“La Carmen della Scala”
di // pubblicato il 06 Dicembre, 2009
La notte di S.Ambrogio farà discutere ma soprattutto farà spettacolo.
Alla Scala di Milano va in scena Carmen di Bizet e con l’opera si inaugura la stagione 2009-2010 del Teatro.
L'opera, in quattro atti, cantata in francese, è tratta da una novella scritta nel 1845 dal realista Prosper Mèrimèe e adattata per la scena dai librettisti Halèvy e Meilhac. Lo stesso Georges Bizet collaborò alla stesura del libretto, rielaborando e modificando la trama, aggiungendo personaggi e scrivendo fra l’altro le parole della famosa aria di habanera.
Rappresentata per la prima volta il 3 marzo del 1875 all’Opera Comique, Carmen non fu un successo. La morte contravveniva alle regole del lieto fine e guai ad andar contro le caratteristiche obbligate per quel teatro. Anche il personaggio di Carmen risultava scomodo e non era affatto piaciuta l’idea di tutte quelle donne che uscivano alla ribalta della scena fumando.
Bizet al tempo era provato da altri insuccessi e dalle forti critiche che negli ultimi anni avevano accompagnato la sua attività. L’insuccesso di Carmen lo fece sprofondare in una crisi senza ritorno: nel mese di maggio si ritirava a Bougival vicino Parigi dove pochi giorni dopo moriva (per alcuni) suicida.
Sei mesi dopo la sua morte Vienna proclamava la bellezza e il trionfo dell'’opera.
La Carmen della Scala è stata affidata alla regia dell’irriverente e provocatoria Emma Dante, meglio conosciuta come regista del teatro di prosa, che ha inteso abbandonare lo stereotipo gitano che negli anni si è costruito anche attraverso il cinema intorno al personaggio, per presentare una cruda ribelle, donna sentita vera e non banale, spagnola incidentalmente, che per tutto il tempo dell'’opera sarà impegnata a rivoluzionare se stessa alla ricerca di “quella cosa inebriante la libertà”.

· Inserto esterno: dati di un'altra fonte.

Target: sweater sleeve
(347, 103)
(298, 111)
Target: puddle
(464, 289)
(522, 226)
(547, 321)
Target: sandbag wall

L’ambientazione fantastica avrà rimembranze italo meridionali, ma non è questa la novità, altri allestimenti hanno già visto questo tipo di scelta.

La novità sta nelle decisioni operate a monte per la produzione e la “divulgazione” dell'opera.
Emma Dante in primo luogo e la sua fama di provocatrice, i suoi costumi e gli attori–mimi della sua compagnia che per tutta la durata dell'’opera affiancheranno gli interpreti. Ancora, Daniel Barenboim sul podio e la sua scommessa, Anita Rachvelishvili, mezzo soprano dell'’Accademia di Canto della Scala che a venticinque anni debutta nel ruolo della protagonista, e scusate se è poco.
Non è tutto, evento nell’evento una Carmen in digitale sarà ovunque.

L’opera sarà proiettata nelle sale cinematografiche di Stati Uniti, Canada, Spagna (immancabile), Inghilterra e Australia, mentre in Italia il nuovo circuito Space Cinema, ex Warner Village e Medusa Multicinema, userà Carmen come biglietto di presentazione al pubblico, dedicando alla diretta dell’opera ben 12 delle sue strutture. Altri cinema e teatri in tutte le principali città italiane allestiranno schermi per permettere ai più di assistere.
L’opera sarà trasmessa come ogni anno in diretta sulle frequenze di Radio Tre e dalle cinque del pomeriggio sarà possibile seguire su Radio Classica le interviste agli interpreti dal teatro.
Carmen sarà anche a casa, in diretta su Sky classica e in differita sul canale satellitare gratuito “Arte”.
Un evento mondiale dunque, nel bene e nel male.